Он наскоро стягивает тренировочные штаны и малиновый джемпер, подаренный Джафаром ко дню всех святых.
– Святые угодники, как я устал, Джираф. Я переоденусь у тебя? А ты сделай мне два по одному – свой фирменный. Сегодня трудный день. Два ограбления, убийство, пффффф, устал, устал.
Джафар идёт в кухню приготовить кофе – два по одному. Через двадцать минут Мафа застегивает молнию на тёмно-синих форменных брюках, не спеша надевает китель и выходит, оставляя Джирафа ожидать Фавну Арнольдовну, которая содержит в доме порядок.
– Почтальон не заглядывал сегодня? – участливо интересуется Фавна Арнольдовна. – Ты раньше обычного сегодня с работы.
– Почтальон звонит дважды, как любит добавлять Лев Аполлонович. У почтальона сегодня стоматолог, – просияв, отзывается из ванной Джафар.
– Ну и чудно, пусть один вырвет другому все зубы.
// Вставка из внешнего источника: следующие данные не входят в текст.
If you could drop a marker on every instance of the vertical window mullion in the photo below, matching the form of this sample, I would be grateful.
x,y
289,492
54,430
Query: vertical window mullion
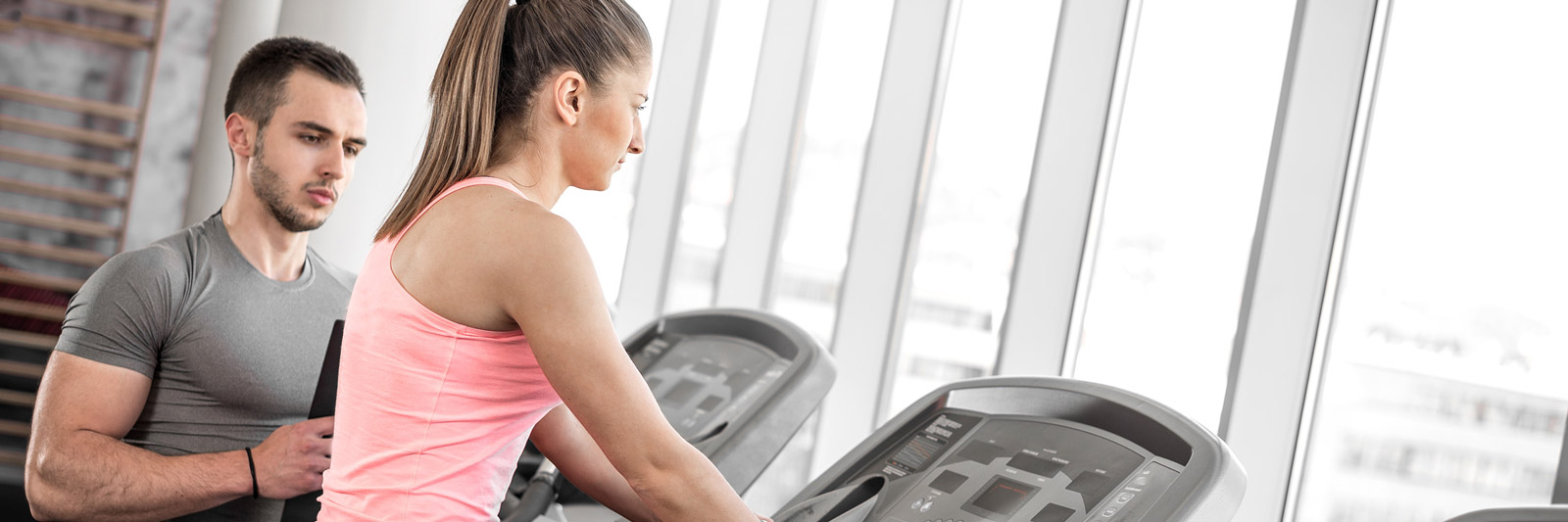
x,y
1066,185
765,154
896,172
1298,247
661,184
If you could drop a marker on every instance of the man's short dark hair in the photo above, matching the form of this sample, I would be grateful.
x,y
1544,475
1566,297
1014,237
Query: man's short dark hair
x,y
258,83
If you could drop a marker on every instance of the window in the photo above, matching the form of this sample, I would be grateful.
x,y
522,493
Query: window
x,y
603,219
852,38
1442,391
968,232
715,151
846,74
1183,201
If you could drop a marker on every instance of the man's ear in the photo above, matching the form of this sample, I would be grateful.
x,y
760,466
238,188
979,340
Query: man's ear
x,y
568,94
242,138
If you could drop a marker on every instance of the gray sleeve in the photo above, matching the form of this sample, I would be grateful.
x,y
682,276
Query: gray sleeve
x,y
125,309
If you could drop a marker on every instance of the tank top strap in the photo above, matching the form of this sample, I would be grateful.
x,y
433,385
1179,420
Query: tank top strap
x,y
474,180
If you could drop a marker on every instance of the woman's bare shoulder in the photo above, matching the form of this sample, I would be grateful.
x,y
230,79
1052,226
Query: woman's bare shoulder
x,y
504,229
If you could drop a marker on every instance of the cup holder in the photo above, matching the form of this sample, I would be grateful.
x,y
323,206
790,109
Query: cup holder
x,y
849,503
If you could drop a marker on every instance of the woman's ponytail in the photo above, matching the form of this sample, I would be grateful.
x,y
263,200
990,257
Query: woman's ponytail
x,y
494,60
462,112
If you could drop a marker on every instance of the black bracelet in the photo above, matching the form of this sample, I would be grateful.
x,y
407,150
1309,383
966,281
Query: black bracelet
x,y
256,490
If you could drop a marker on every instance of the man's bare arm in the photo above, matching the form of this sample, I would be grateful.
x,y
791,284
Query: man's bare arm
x,y
77,467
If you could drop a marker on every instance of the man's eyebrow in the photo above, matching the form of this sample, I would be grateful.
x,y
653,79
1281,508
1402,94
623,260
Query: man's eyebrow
x,y
329,132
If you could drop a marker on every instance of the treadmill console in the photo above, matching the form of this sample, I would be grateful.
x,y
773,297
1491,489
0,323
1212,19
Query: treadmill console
x,y
1029,451
705,381
969,466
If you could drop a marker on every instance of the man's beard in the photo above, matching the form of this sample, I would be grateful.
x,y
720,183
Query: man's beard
x,y
270,190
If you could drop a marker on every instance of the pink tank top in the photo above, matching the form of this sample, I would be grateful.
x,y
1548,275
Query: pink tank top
x,y
431,414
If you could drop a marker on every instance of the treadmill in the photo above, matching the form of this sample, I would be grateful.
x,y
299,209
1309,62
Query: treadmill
x,y
1556,513
734,383
1029,451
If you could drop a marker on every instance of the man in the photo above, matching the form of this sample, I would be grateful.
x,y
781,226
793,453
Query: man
x,y
184,364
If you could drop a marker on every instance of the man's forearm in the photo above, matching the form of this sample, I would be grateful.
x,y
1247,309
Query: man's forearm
x,y
91,475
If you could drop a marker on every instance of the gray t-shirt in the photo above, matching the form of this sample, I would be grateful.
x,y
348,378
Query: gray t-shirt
x,y
231,353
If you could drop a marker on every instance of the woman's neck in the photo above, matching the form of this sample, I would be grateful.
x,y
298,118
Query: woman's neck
x,y
538,176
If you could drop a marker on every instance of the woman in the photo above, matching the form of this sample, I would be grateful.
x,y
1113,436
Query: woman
x,y
477,315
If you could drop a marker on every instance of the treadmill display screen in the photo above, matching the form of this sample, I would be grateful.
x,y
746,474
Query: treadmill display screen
x,y
1004,496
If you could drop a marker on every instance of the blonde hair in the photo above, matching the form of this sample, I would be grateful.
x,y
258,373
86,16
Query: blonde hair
x,y
496,59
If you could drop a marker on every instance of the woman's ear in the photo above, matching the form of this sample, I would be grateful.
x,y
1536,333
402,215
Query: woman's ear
x,y
568,94
240,137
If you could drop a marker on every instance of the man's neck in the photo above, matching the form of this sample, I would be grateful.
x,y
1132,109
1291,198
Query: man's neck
x,y
274,251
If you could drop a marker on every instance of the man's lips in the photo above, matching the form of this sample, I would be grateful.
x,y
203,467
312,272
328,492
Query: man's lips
x,y
321,196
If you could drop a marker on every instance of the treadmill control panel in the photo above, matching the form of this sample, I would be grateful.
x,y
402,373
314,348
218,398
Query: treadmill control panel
x,y
977,467
708,381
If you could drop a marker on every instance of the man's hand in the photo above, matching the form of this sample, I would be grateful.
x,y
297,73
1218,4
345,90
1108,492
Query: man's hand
x,y
290,461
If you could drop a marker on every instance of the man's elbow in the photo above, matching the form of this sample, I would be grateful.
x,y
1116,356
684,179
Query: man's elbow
x,y
43,498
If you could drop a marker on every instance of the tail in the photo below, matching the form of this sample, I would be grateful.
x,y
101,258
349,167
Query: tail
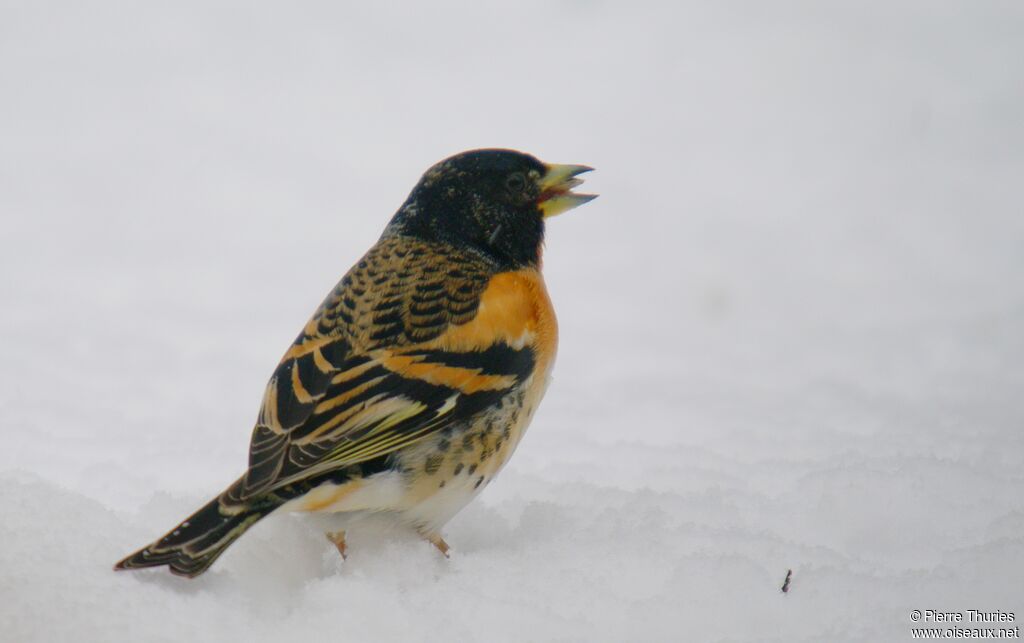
x,y
193,546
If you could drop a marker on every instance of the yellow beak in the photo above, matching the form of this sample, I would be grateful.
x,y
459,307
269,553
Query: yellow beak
x,y
555,186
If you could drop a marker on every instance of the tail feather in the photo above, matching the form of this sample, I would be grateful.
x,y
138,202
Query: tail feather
x,y
190,548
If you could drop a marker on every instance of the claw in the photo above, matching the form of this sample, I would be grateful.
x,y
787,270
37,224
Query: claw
x,y
438,542
338,538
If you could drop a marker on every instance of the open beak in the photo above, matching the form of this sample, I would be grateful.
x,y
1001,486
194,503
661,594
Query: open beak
x,y
555,186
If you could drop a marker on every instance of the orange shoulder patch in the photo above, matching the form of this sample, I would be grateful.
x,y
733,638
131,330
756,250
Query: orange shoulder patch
x,y
515,309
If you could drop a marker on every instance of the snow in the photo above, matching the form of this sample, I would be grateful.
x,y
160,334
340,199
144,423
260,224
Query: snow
x,y
791,326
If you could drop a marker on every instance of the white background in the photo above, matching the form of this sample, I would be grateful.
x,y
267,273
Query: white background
x,y
792,327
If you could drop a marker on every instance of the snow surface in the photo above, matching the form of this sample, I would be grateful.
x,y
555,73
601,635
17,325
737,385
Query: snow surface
x,y
793,326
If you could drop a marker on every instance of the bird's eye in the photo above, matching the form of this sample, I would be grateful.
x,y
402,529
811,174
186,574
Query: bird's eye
x,y
515,182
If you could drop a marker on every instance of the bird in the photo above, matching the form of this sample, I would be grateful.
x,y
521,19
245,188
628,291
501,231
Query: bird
x,y
415,380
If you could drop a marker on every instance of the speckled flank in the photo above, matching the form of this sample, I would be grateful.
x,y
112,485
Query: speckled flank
x,y
441,474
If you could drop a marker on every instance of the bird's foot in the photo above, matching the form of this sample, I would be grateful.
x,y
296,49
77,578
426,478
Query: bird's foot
x,y
438,542
338,538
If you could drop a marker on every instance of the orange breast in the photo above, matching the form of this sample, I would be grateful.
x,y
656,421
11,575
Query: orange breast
x,y
514,308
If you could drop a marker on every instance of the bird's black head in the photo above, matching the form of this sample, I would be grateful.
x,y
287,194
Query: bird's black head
x,y
493,201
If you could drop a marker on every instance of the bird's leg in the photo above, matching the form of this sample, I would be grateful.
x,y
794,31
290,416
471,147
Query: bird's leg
x,y
438,542
338,538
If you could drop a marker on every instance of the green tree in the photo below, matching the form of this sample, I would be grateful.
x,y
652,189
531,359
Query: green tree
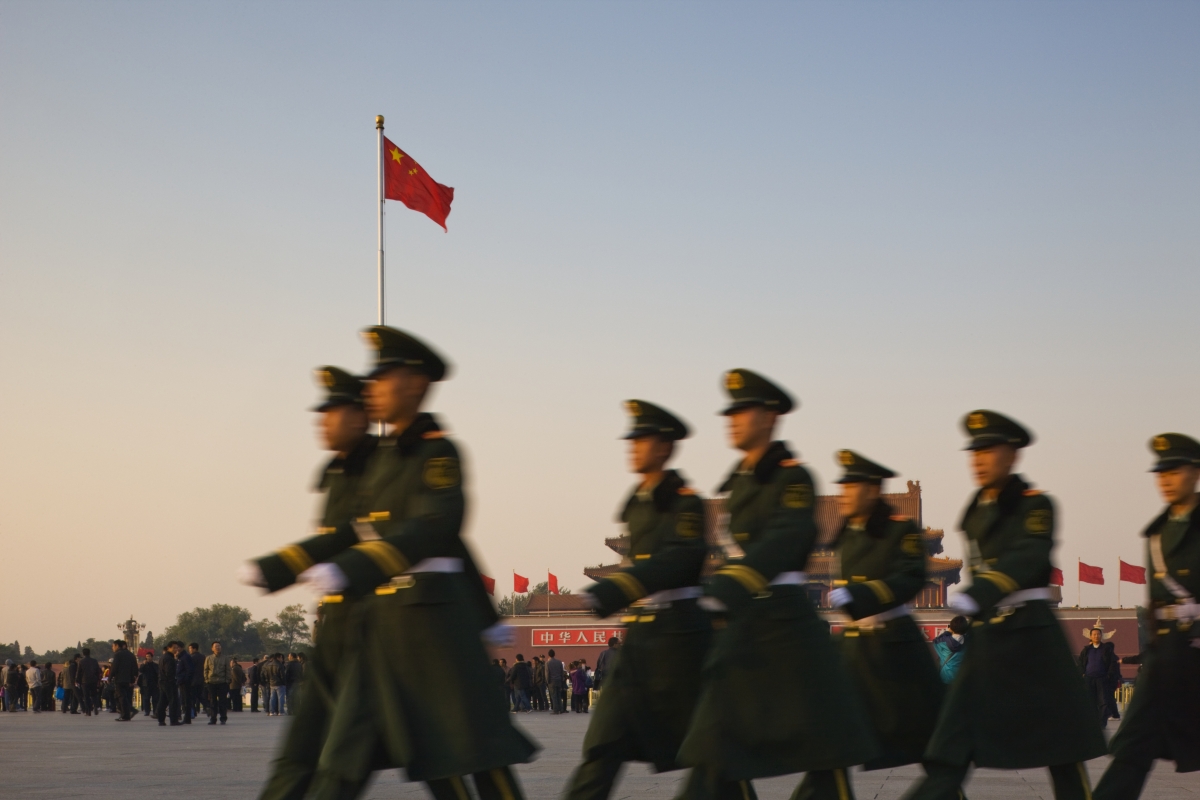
x,y
293,626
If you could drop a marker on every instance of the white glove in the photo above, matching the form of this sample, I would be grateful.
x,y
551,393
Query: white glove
x,y
712,605
324,578
840,596
963,603
502,635
251,575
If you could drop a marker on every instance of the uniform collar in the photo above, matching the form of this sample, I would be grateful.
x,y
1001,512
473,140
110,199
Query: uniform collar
x,y
763,470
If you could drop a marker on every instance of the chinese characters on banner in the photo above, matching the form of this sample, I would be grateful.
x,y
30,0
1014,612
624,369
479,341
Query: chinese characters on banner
x,y
577,636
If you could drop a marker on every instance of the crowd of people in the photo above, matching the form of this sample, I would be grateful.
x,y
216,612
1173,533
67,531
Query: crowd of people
x,y
545,683
178,687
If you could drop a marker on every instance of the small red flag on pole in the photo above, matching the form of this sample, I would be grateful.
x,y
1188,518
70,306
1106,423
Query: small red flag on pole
x,y
1089,573
1132,573
405,180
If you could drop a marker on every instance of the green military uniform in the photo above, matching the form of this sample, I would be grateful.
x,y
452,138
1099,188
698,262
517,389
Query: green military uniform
x,y
653,684
1163,719
882,566
297,763
777,698
1018,701
418,692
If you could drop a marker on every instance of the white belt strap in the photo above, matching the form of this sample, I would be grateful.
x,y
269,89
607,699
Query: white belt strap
x,y
1024,596
1173,585
441,564
790,579
883,617
672,595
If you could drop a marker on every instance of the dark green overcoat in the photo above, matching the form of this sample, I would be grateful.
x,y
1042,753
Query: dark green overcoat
x,y
652,687
1018,701
418,691
293,769
1163,719
883,567
777,697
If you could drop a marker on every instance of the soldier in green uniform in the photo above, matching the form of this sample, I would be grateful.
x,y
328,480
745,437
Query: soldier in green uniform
x,y
777,698
418,692
882,564
654,679
343,425
1163,719
1018,701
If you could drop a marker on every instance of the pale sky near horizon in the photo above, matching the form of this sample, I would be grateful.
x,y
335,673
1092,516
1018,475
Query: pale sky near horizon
x,y
899,211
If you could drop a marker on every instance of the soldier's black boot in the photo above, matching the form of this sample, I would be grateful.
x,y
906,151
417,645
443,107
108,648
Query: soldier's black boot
x,y
594,779
821,785
498,785
941,782
1123,780
1071,782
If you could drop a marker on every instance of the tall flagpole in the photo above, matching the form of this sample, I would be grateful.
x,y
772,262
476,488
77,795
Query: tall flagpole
x,y
379,269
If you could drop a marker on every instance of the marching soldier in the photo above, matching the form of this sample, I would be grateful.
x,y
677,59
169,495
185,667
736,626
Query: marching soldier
x,y
417,691
343,425
882,564
652,683
775,697
1163,719
1018,701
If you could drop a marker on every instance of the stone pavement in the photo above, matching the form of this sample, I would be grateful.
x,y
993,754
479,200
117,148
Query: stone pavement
x,y
58,756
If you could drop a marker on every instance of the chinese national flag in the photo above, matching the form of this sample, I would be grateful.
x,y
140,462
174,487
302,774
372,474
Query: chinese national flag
x,y
406,181
1132,573
1091,573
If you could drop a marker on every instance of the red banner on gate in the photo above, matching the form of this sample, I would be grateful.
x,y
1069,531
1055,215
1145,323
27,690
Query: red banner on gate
x,y
565,637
Ты, крошка, совсем себя не щадишь, – Фавна Арнольдовна натягивает резиновые перчатки и принимается за еженедельный ритуал.
– Знаешь, Фавна Арнольдовна, если стоматолог лишит почтальона оставшихся зубов, добрее его это не сделает, да и моя работа слаще не станет… – голос его потонул в звуках воды в душевой кабине.
Джафар выглянул из-за двери и, убедившись, что в доме никого нет, бросил полотенце на ручку платяного шкафа в коридоре.
Он прилёг на тахту цвета груши, закинул ноги на подлокотник и принялся изучать расписание посетителей на завтра. С 9:40 – ветеринар и, наверняка, что-то из фантазий о животных, затем владелец бакалейной лавки, грезящий мясными полотнами Бэкона, за ним шёл банкир совсем без фантазий, гробовщик, делавший замер с Джафара раз пять за последние полтора месяца свиданий.
Я люблю свою работу, – убеждал себя Джафар, – никто не делает её так хорошо, как я, но... – на этом месте всякий раз неизменно обрывалась мысль.
Был праздник выходного дня, когда на улицу высыпало всё население города. Там был и бакалейщик, и стоматолог, и профессор с женой, и мэр города Лютик Рафович, и инспектор Мафа с резиновой дубинкой в руке. И на всех были абсолютно одинаковые джемпера, сидящие на каждом равно безупречно и элегантно. Взглянув на площадь из окна и увидев всю эту сочную малиновую фиесту, Джафар задумался – не стать ли ему в самом деле портным, как мечтала его мать.